Since the Challenge extension, and the authentication extension that
is used by the Mobile Node to satisfy the challenge, both follow
the Mobile-Home Authentication extension whenever the latter is
present, the Foreign Agent MAY remove the Challenge Extension and
the applicable authentication from the Registration Request without
disturbing the authentication value computed by the Mobile Node for
use by the Home Agent.
If the Foreign Agent does not remove those extensions, then the
Foreign Agent SHOULD store the Challenge value as part of the pending
registration request list [11]. In this case, the Foreign Agent MUST
reject any Registration Reply message coming from the Home Agent
that does not also include the Challenge Extension. The Foreign
Agent MUST send the rejected Registration message to the mobile
node, and change the status in the Registration Reply to the value
MISSING_CHALLENGE (see section 6).
If the Foreign Agent does remove the Challenge extension and
applicable authentication from the Registration Request message,
then it SHOULD insert the Identification field from the Registration
Request message along with its record-keeping information about the
particular Mobile Node in order to protect against replays.

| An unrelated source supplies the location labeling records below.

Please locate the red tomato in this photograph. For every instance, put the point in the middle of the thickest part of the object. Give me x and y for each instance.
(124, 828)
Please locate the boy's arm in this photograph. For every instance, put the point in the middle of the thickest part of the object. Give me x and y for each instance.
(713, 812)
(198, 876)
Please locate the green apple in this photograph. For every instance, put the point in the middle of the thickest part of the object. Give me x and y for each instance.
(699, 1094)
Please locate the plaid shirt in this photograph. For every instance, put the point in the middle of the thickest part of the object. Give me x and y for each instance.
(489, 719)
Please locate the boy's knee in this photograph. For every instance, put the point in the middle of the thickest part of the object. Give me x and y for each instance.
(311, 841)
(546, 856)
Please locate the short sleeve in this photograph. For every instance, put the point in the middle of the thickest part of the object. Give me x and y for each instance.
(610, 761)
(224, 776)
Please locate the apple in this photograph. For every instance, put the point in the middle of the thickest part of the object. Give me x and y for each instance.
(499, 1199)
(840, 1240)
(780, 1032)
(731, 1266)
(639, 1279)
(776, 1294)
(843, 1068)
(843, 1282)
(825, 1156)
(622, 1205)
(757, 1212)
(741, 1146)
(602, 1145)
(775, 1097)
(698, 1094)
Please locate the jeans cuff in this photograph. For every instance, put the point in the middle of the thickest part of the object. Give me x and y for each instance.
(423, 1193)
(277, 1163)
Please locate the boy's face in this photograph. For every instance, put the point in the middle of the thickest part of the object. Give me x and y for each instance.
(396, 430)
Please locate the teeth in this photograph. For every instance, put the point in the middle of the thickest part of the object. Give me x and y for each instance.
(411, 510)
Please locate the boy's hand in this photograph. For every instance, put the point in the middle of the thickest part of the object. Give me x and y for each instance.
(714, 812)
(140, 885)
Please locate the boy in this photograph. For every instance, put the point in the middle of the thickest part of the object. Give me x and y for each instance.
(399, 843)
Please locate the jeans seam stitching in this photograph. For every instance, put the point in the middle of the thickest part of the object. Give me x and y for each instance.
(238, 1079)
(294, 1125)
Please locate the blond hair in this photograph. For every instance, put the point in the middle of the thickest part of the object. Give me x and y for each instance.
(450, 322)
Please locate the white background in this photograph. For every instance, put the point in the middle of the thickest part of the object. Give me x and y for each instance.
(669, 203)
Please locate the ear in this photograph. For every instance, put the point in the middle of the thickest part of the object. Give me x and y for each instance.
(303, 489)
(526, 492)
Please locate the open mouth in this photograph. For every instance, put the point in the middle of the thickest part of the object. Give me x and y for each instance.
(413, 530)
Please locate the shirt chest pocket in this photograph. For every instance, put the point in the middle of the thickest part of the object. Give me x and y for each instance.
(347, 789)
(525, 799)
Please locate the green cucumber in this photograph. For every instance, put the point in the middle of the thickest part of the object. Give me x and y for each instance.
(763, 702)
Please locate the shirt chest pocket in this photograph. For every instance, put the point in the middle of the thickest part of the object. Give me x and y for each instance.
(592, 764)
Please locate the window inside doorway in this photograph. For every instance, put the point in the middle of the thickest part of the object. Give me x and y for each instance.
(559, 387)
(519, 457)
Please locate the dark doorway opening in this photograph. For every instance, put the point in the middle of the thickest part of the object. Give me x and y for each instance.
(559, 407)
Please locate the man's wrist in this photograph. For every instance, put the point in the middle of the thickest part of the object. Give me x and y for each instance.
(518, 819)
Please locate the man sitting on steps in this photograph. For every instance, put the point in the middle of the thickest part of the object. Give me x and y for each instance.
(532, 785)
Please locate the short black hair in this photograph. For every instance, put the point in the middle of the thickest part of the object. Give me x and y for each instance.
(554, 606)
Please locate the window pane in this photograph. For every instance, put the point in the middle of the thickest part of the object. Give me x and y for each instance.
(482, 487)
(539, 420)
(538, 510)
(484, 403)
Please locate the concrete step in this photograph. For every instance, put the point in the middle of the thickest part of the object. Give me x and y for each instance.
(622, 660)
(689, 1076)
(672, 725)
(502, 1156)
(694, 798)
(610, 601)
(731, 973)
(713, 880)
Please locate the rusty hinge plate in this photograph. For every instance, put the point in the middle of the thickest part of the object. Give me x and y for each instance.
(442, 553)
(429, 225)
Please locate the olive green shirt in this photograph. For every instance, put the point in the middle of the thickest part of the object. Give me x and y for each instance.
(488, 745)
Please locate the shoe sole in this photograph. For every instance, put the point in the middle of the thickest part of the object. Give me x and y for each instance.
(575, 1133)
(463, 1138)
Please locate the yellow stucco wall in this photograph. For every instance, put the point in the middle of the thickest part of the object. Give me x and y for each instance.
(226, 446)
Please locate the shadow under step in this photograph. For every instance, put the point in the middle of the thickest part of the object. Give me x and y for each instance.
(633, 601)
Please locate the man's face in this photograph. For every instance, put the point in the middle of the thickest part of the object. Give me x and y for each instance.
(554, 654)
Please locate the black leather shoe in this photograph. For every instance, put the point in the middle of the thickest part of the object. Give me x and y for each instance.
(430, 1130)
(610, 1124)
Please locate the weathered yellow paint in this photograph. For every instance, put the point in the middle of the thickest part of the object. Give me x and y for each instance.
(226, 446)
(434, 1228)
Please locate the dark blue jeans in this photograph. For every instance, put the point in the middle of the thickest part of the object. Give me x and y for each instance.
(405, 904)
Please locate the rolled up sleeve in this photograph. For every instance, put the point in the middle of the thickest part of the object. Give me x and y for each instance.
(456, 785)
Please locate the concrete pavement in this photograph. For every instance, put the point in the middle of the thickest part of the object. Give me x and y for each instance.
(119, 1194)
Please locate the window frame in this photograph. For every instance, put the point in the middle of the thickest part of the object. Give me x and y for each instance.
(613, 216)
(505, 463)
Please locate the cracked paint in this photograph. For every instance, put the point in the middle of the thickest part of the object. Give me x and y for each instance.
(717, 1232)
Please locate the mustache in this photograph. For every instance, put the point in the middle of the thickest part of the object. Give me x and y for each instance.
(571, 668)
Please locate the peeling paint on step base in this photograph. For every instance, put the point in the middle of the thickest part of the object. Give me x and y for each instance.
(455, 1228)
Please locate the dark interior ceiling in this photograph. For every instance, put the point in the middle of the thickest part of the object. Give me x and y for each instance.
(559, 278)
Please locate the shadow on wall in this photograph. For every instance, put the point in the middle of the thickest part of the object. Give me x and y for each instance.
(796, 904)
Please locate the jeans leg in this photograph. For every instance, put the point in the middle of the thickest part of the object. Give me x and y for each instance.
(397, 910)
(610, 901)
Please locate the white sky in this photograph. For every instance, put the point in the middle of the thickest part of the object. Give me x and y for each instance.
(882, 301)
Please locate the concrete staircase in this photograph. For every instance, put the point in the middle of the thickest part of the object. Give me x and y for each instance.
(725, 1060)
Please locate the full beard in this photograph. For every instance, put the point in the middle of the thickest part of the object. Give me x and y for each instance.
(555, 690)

Perkins, Calhoun Expires 25 November 1999 [Page 3]
Internet Draft Mobile IP Challenge/Response 25 May 1999
3.3. Home Agent Processing for the Challenge Extensions
If the Home Agent receives a Registration Request with the MN-FA
Challenge extension, and recognizes the extension, the Home Agent
MUST include the Challenge extension in the Registration Reply.
The Challenge Extension SHOULD be included before the Mobile-Home
Authentication extension.
Since the extension type for the Challenge extension is within the
range 128-255, the Home Agent MUST process such a Registration
Request even if it does not recognize the Challenge extension [11].
In this case, the Home Agent will send a Registration Reply to the
Foreign Agent that does not include the Challenge extension.
4. Mobile IP Registration Extensions
This section specifies new Mobile IP Registration Extensions that are
used to satisfy a Challenge in an Agent Advertisement.
4.1. MN-FA Challenge Extension
The Challenge extension to the Registration Request message is used
to indicate the challenge that the mobile node is attempting to
satisfy.
0 1 2 3
0 1 2 3 4 5 6 7 8 9 0 1 2 3 4 5 6 7 8 9 0 1 2 3 4 5 6 7 8 9 0 1
+-+-+-+-+-+-+-+-+-+-+-+-+-+-+-+-+-+-+-+-+-+-+-+-+-+-+-+-+-+-+-+-+
| Type | Length | Challenge...
+-+-+-+-+-+-+-+-+-+-+-+-+-+-+-+-+-+-+-+-+-+-+-+-+-+-+-+-+-+-+-+-+
Figure 2: The MN-FA Challenge Extension
Type 132 (skippable) [11]
Length MUST be at least 16
Challenge The Challenge field is copied from the Challenge field
found in the Agent Advertisement Challenge extension
(see section 2).
Perkins, Calhoun Expires 25 November 1999 [Page 4]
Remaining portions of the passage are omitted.